Some analysts have always questioned the use of the word genocide in Darfur, because the term may mask the possibility that a deeper tragedy is on the horizon.
Recent events in Sudan have revealed that the longer the Darfur conflict goes on, the more it takes on an awful complexity, for which the notion of genocide may be too dangerously simple. Rival non-Arab militias, supposedly representing the conflict’s victims, have turned on each other with a ferocity rivaling that of the feared Janjaweed Arab militias. Cleavages have opened between the Arab-dominated government and the Arab militias.
The conflict has leaked into Chad, where Darfurian rebels raid refugee camps to kidnap boys to fight and Janjaweed militias attack Chadian villagers. The United Nations warned this month that the crisis may be spreading to the Central African Republic.

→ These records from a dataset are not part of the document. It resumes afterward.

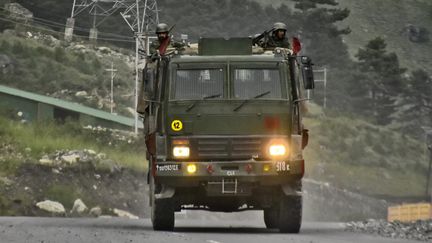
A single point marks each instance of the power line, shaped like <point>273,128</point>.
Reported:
<point>80,36</point>
<point>57,24</point>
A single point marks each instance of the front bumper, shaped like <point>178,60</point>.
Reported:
<point>264,173</point>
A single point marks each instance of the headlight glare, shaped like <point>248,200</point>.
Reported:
<point>277,150</point>
<point>181,152</point>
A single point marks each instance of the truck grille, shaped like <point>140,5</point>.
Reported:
<point>226,148</point>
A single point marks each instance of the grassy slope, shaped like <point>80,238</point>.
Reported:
<point>388,19</point>
<point>34,62</point>
<point>358,156</point>
<point>46,138</point>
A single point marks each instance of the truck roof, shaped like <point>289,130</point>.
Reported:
<point>235,58</point>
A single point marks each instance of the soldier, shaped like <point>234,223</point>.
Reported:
<point>277,38</point>
<point>163,41</point>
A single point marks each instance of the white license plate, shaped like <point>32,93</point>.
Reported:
<point>282,166</point>
<point>168,167</point>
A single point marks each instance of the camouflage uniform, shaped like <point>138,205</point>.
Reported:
<point>154,46</point>
<point>273,41</point>
<point>163,28</point>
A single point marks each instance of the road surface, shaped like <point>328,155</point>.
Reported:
<point>47,230</point>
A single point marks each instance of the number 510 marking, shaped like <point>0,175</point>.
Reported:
<point>282,166</point>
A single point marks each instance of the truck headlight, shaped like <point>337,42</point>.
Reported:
<point>181,152</point>
<point>277,150</point>
<point>191,168</point>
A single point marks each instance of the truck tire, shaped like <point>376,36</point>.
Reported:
<point>290,214</point>
<point>271,217</point>
<point>162,212</point>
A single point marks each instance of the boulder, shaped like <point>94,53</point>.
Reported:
<point>81,94</point>
<point>51,206</point>
<point>96,212</point>
<point>71,159</point>
<point>124,214</point>
<point>45,160</point>
<point>79,207</point>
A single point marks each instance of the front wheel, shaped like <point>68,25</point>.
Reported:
<point>271,217</point>
<point>290,214</point>
<point>162,212</point>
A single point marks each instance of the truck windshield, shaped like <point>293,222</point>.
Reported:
<point>193,84</point>
<point>249,83</point>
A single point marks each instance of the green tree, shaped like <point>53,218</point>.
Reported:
<point>417,103</point>
<point>382,80</point>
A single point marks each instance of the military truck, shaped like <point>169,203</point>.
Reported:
<point>224,131</point>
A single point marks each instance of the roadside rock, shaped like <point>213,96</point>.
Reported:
<point>79,207</point>
<point>81,94</point>
<point>5,181</point>
<point>420,230</point>
<point>124,214</point>
<point>45,160</point>
<point>71,158</point>
<point>95,212</point>
<point>51,206</point>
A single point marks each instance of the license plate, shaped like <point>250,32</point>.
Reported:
<point>168,167</point>
<point>282,166</point>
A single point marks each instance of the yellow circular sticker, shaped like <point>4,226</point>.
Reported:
<point>176,125</point>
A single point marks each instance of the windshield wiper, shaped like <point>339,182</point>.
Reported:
<point>255,97</point>
<point>204,98</point>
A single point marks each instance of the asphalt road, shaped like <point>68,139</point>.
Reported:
<point>24,229</point>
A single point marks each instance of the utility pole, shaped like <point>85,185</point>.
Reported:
<point>142,17</point>
<point>429,147</point>
<point>324,81</point>
<point>428,142</point>
<point>113,71</point>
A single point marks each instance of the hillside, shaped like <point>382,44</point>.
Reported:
<point>345,149</point>
<point>75,72</point>
<point>359,156</point>
<point>389,19</point>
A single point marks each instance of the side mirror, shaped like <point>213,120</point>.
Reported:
<point>307,71</point>
<point>146,90</point>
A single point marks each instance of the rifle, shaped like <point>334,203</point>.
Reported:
<point>256,39</point>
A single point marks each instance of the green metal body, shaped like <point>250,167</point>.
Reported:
<point>228,146</point>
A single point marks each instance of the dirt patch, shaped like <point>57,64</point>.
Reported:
<point>122,189</point>
<point>127,190</point>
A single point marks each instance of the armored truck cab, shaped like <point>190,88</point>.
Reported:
<point>224,132</point>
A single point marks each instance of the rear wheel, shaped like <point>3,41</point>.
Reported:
<point>271,217</point>
<point>290,214</point>
<point>162,212</point>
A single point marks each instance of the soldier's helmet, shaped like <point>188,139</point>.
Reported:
<point>279,26</point>
<point>162,28</point>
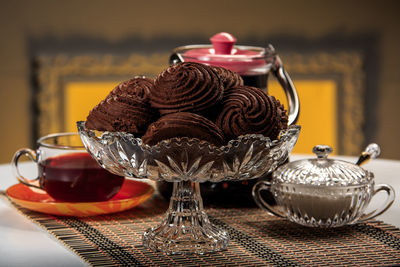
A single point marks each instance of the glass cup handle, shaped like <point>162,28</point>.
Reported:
<point>389,201</point>
<point>257,188</point>
<point>284,79</point>
<point>32,155</point>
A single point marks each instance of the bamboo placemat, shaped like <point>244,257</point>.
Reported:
<point>257,239</point>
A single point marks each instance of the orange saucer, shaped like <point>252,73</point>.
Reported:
<point>131,194</point>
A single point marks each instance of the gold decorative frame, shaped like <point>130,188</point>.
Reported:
<point>347,70</point>
<point>54,71</point>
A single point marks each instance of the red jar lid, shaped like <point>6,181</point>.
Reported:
<point>224,53</point>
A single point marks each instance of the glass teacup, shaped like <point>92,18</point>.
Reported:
<point>66,171</point>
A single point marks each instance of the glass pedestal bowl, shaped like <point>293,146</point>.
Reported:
<point>186,162</point>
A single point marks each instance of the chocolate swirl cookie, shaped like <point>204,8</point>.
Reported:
<point>186,87</point>
<point>228,77</point>
<point>249,110</point>
<point>137,86</point>
<point>183,124</point>
<point>121,113</point>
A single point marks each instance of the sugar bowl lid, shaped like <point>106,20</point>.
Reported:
<point>322,171</point>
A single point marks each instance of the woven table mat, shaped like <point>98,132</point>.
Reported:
<point>257,239</point>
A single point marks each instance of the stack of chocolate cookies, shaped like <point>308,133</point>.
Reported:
<point>189,100</point>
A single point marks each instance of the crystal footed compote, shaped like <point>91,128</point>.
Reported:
<point>187,162</point>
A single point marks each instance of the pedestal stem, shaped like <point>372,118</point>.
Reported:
<point>186,228</point>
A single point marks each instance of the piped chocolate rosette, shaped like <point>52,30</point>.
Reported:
<point>183,124</point>
<point>248,110</point>
<point>125,109</point>
<point>186,87</point>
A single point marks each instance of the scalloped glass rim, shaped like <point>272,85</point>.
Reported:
<point>283,136</point>
<point>188,159</point>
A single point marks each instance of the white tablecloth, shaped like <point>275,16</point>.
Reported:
<point>23,243</point>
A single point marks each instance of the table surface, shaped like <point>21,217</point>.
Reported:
<point>24,243</point>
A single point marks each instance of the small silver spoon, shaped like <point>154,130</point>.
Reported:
<point>371,151</point>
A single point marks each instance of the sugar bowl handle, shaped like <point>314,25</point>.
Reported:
<point>388,202</point>
<point>14,164</point>
<point>257,188</point>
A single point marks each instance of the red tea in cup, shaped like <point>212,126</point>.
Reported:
<point>76,177</point>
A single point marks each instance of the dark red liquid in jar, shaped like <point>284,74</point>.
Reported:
<point>76,177</point>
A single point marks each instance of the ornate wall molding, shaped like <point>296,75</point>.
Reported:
<point>347,70</point>
<point>54,71</point>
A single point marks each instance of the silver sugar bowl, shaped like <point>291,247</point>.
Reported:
<point>322,192</point>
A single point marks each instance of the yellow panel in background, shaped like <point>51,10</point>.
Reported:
<point>80,98</point>
<point>318,108</point>
<point>318,112</point>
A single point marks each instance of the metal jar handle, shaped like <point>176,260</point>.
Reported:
<point>286,83</point>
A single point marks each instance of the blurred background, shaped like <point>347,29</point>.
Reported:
<point>59,58</point>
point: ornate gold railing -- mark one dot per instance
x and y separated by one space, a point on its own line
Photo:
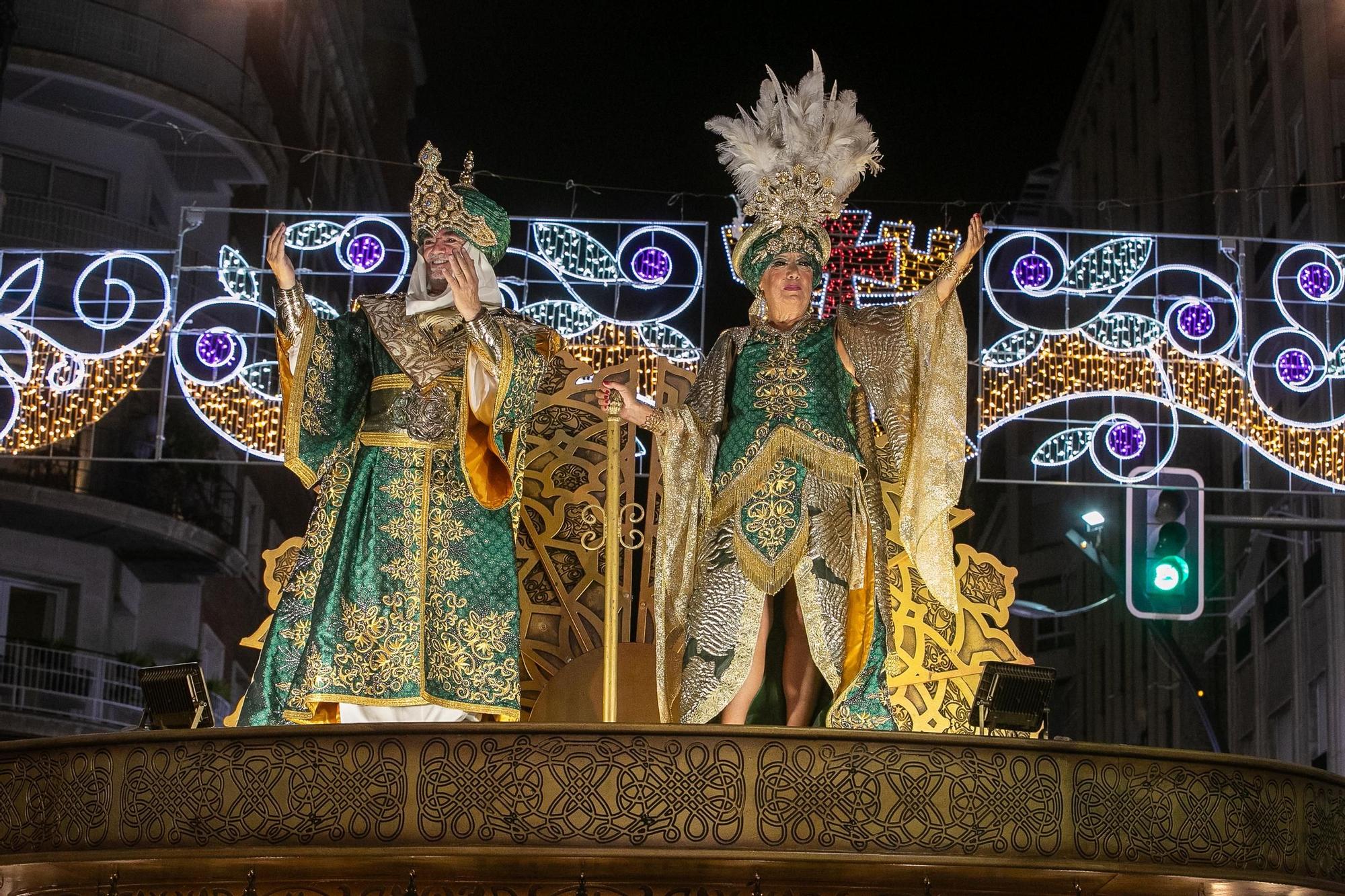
656 809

The peace agreement between the strongest rebel group and the Sudan government is shaky, and two other rebel groups have refused to sign the deal. The Sudanese government has so far refused to allow United Nations peacekeepers to replace the overmatched African Union force now in place.
So in some ways, the greatest tragedy in Darfur may not be that it could become the next Rwanda.
It is that it could easily become the next Congo.
If what had seemed to be a clear two-sided conflict continues to devolve into violence, the death toll in a messy regional war could easily balloon into millions.
Mukhtar, the little boy I met in Zam Zam, may be a symbol of the grim present in Darfur. But Neena, the dying girl here in Geti, portends what is to come.
On July 30, Congo will hold an election, the first real chance for the people to choose their own leaders since 1965. The world hopes this event will finally draw a line between the tragic past and an unknown future. The journey from mass murder to peace, by way of a gruesome civil war, has been long and deadly.
Darfur may be at just the beginning of that path. For the sake of Mukhtar, and millions like him, the journey had better be swift.